This method **removes punctuations, emails, URLs, stop words and lemmatizes the Tweets** in the dataset

In [0]:
def cleanTweets(df):
	# Convert to list
	df['Tweets'] = df.Tweets.values.tolist()

	# Remove Emails
	df['Tweets'] = [re.sub('\S*@\S*\s?', '', sent) for sent in df['Tweets']]
	# Remove new line characters
	df['Tweets'] = [re.sub('\s+', ' ', sent) for sent in df['Tweets']]
	# Remove Punctuations
	df['Tweets'] = df.Tweets.apply(remove_punctuation)
	# Remove distracting single quotes
	df['Tweets'] = [re.sub("\'", "", sent) for sent in df['Tweets']]
	# Remove consecutive characters
	df['Tweets'] = np.vectorize(remove_pattern)(df['Tweets'], "@[\w]*")

	df['Tweets'] = list(sent_to_words(df['Tweets']))
	df['Tweets'] = remove_stopwords(df['Tweets'])

	# Initialize spacy 'en' model
	df['Tweets'] = lemmatization(df['Tweets'], allowed_postags=['NOUN','ADJ','VERB','ADV'])

	# remove the stopwords again after lemmatizing the text
	df['Tweets'] = remove_stopwords(df['Tweets'])

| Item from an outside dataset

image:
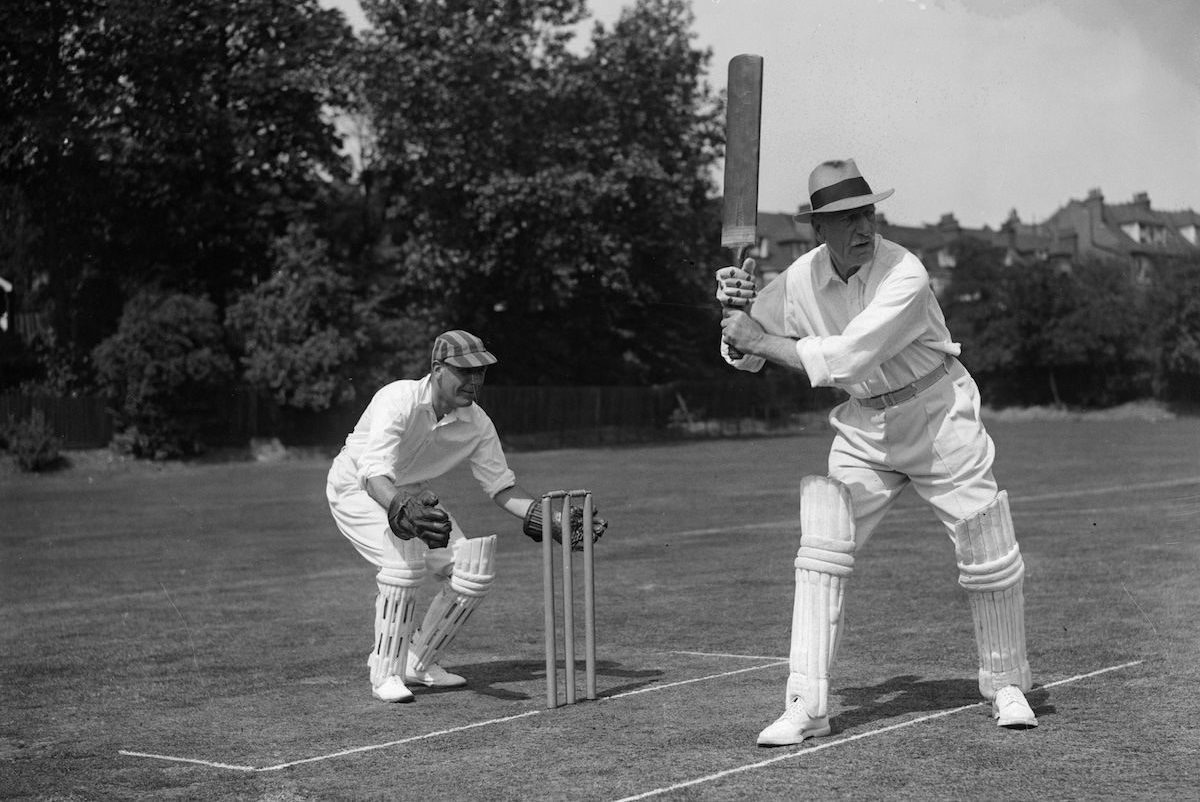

	df = convert_to_string(df)
	df = df.drop([0], axis=0)
	return df

**Read the dataset**

In [9]:
from google.colab import files
uploaded = files.upload()

Saving All_User_Tweets.csv to All_User_Tweets.csv


In [0]:
import io
df_post = pd.read_csv(io.BytesIO(uploaded['tweets_PostDiagnosis.csv']))
df_pre = pd.read_csv(io.BytesIO(uploaded['tweets_PreDiagnosis.csv']))
df_all = pd.read_csv(io.BytesIO(uploaded['All_User_Tweets.csv']))

In [28]:
df_all = df_all.rename(columns={'No. of Tweets': 'TweetCount'})
df_all.head()

Unnamed: 0,Username,Tweets,Day,Month,Date,Time,Year,Ptsd,Gender,Following,Followers,TweetCount
0,CropxDust,Ask teeps and John legend how many times i’ve ...,Mon,Jun,11.0,5:01:15 PM,2018.0,1,M,432,660,12200
1,CropxDust,"International house of better ingredients, bet...",Mon,Jun,11.0,1:26:14 PM,2018.0,1,M,432,660,12200
2,CropxDust,Ronda Rousey shoulda been in Skyrim,Sun,Jun,10.0,2:46:04 AM,2018.0,1,M,432,660,12200
3,CropxDust,I challenge you to come punch me in the face y...,Fri,Jun,8.0,7:07:52 PM,2018.0,1,M,432,660,12200
4,CropxDust,Come over and make catfish brother,Fri,Jun,8.0,2:18:26 AM,2018.0,1,M,432,660,12200


In [0]:
#Concatenate by username and Ptsd flag variable for the All PTSD dataset
df = df_all.groupby(['Username','Ptsd','Gender','Following','Followers','TweetCount'])['Tweets'].agg(' '.join).reset_index(name='Tweets')

In [0]:
df = cleanTweets(df)

In [31]:
#Just in case pandas encounters the SettingWithCopyWarning 
df['Tweets'] = df['Tweets'].str.join(" ")
df.head()

Unnamed: 0,Username,Ptsd,Gender,Following,Followers,TweetCount,Tweets
1,AlishaaHasan,0,F,309,264,3460,first ever happen leave cold sometimes dream t...
2,AmyRollitt,1,F,1293,459,3758,come usual shame miss opportunity least lovely...
3,BenBarbossa,1,M,2886,2858,8107,maybe maybe lovely wife call smart ass part ne...
4,BethLynch2020,1,F,2524,47500,156800,definitely better claim child guess medium deb...
5,BombayDelhiGirl,0,F,1584,2746,8218,corbyn sell idea glorify mythical past never e...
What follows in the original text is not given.